Note that the last row includes two Sat/Sun break, from 25.01 to 26.01 and from 1.02 to 2.02.

Start from conversion of both columns to datetime:

data_df.start = pd.to_datetime(data_df.start)
data_df.end = pd.to_datetime(data_df.end)

To process your data, define the following function, to be applied to each row:

def weekRows(row):
    row.index = pd.DatetimeIndex(row)
    gr = row.resample('W-SUN', closed='left')
    ngr = gr.ngroups  # Number of groups
    i = 1
    data = []
    for key, grp in gr:
        dt1 = key - pd.Timedelta('7D')
        dt2 = key
        if i == 1:
            dt1 = row.iloc[0]
        if i == ngr:
            dt2 = row.iloc[1]
        data.append([dt1, dt2])
        i += 1
    return pd.DataFrame(data, columns=['start', 'end'])

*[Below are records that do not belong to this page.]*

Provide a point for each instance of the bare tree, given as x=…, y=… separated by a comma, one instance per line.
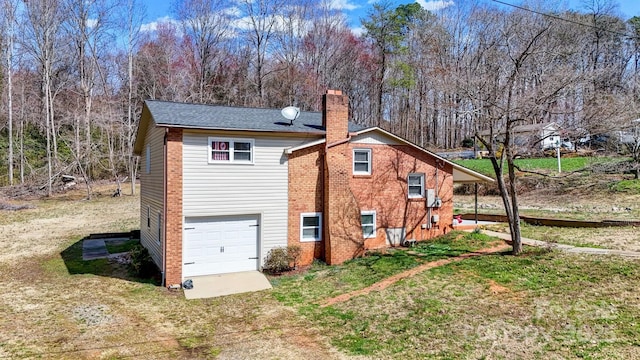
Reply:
x=205, y=24
x=9, y=11
x=516, y=77
x=134, y=13
x=259, y=24
x=43, y=20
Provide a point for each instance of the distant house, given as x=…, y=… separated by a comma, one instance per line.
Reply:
x=533, y=136
x=222, y=186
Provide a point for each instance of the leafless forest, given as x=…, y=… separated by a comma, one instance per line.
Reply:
x=75, y=72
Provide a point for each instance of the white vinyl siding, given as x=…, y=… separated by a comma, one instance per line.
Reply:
x=228, y=189
x=151, y=192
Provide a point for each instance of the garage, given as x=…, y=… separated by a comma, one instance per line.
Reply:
x=218, y=245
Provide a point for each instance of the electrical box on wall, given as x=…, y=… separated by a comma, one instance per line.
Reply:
x=432, y=200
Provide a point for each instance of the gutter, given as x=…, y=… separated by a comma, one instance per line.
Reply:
x=163, y=241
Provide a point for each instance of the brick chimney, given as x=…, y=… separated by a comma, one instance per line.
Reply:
x=335, y=115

Let's present "individually", how it operates on 2 last rows:

When you run:

row = data_df.loc[3]
weekRows(row)

(for the last but one row), you will get:

                start                 end
0 2020-01-18 22:30:00 2020-01-19 00:00:00
1 2020-01-19 00:00:00 2020-01-19 02:00:00

And when you run:

row = data_df.loc[4]
weekRows(row)

(for the last), you will get:

                start                 end
0 2020-01-25 20:30:00 2020-01-26 00:00:00
1 2020-01-26 00:00:00 2020-02-02 00:00:00
2 2020-02-02 00:00:00 2020-02-02 03:00:00

And to get your desired result, run:

result = pd.concat(data_df.apply(weekRows, axis=1).values, ignore_index=True)

The result is:

                start                 end
0 2020-01-16 22:30:00 2020-01-17 01:00:00
1 2020-01-17 04:30:00 2020-01-17 12:30:00
2 2020-01-18 10:15:00 2020-01-18 14:00:00
3 2020-01-18 22:30:00 2020-01-19 00:00:00
4 2020-01-19 00:00:00 2020-01-19 02:00:00
5 2020-01-25 20:30:00 2020-01-26 00:00:00
6 2020-01-26 00:00:00 2020-02-02 00:00:00
7 2020-02-02 00:00:00 2020-02-02 03:00:00

First 3 rows result from your first 3 source rows. Two next rows (index 3 and 4) result from source row with index 3. And the last 3 row (index 5 thru 7) result from the last source row.